Imagine you’ve made the exciting decision to build a new extension to your home. The first thing you do is meet with an architect. Before they start putting any plans together, they will ask many questions about you and your family. What problems do you currently have that the extra space will resolve? Who are the family members? What are their ages and hobbies? Do you have pets? How do you envisage using and living in this new space?
At this early stage, you won’t be talking with the architect about colour schemes and curtains. You don’t yet know how many windows you’ll have or what size they’ll be! However, it’s normal to have a vivid image of what the new extension will look like when complete.
It’s exactly the same when you start a new website project.
It is understandable to start the conversation with your website project manager, focusing on the design of the site. In reality, the design should be taken care of by your brand guidelines.

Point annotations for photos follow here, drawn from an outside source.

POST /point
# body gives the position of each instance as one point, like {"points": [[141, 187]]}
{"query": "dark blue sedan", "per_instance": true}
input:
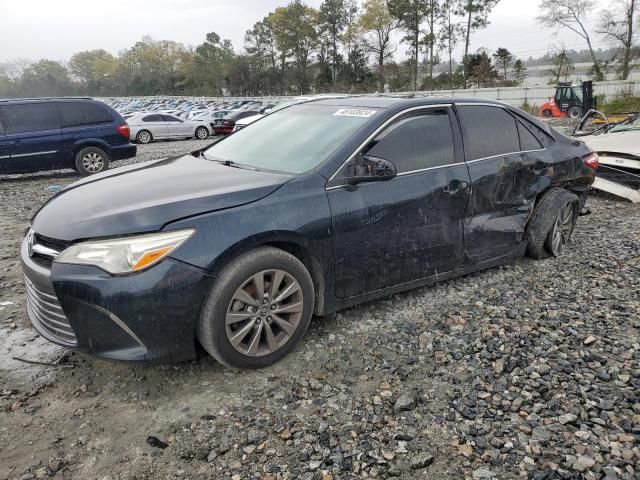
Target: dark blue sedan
{"points": [[312, 209]]}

Just as with building an extension, the first conversation should be about the structure of the website and the messages it needs to deliver.
A website can have a great ‘look and feel’, but if the headline messages don’t resonate with the visitors you want to attract and they can’t find the information they need, your new website won’t deliver.

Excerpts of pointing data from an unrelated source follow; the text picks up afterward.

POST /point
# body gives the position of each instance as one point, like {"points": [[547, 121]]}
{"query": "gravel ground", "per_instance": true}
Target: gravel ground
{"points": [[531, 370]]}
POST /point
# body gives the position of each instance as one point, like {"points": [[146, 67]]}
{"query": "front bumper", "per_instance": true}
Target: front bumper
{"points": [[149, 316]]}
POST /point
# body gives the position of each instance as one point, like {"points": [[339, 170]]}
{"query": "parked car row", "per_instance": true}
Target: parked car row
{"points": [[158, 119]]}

To avoid falling into this trap, there are some things you MUST do before starting to create your website.
If you’ve written a website brief, this information will be included here, but even so, a good web development company will guide you through this pre-design information.
4 steps to complete before the website design phase
1. Be clear about what your business stands for as this should permeate throughout the website
If you have brand guidelines and a brand book, this information will largely be within these documents.
2. Who are your ideal customers?
This could be different from your current customers.
You may be developing a new website to attract the types of customers you’d like in the future.
Just like the person in the office that dresses for the job they want, not for the job they have. They always get noticed and are the obvious choice for the promotion!
3. What are the problems that your ideal customers have?
What reassurances do they need from you, to make the choice easier for them?
Next, create the headlines and messages that resonate with them. Provide evidence that you’ll not only resolve their problems, you’ll do it in such a way that they’ll be extremely happy they chose you.
4. Website structure
Once you have worked out what content they need, you can prioritise where on the journey within your website they see it. Not everything can be shown on the homepage. That would be overload.
Now we can start on the design!
There are four main elements to a website; content & structure, design, development, and testing.
Only once you’ve captured the information in the 4 content and planning steps, should you embark on the design.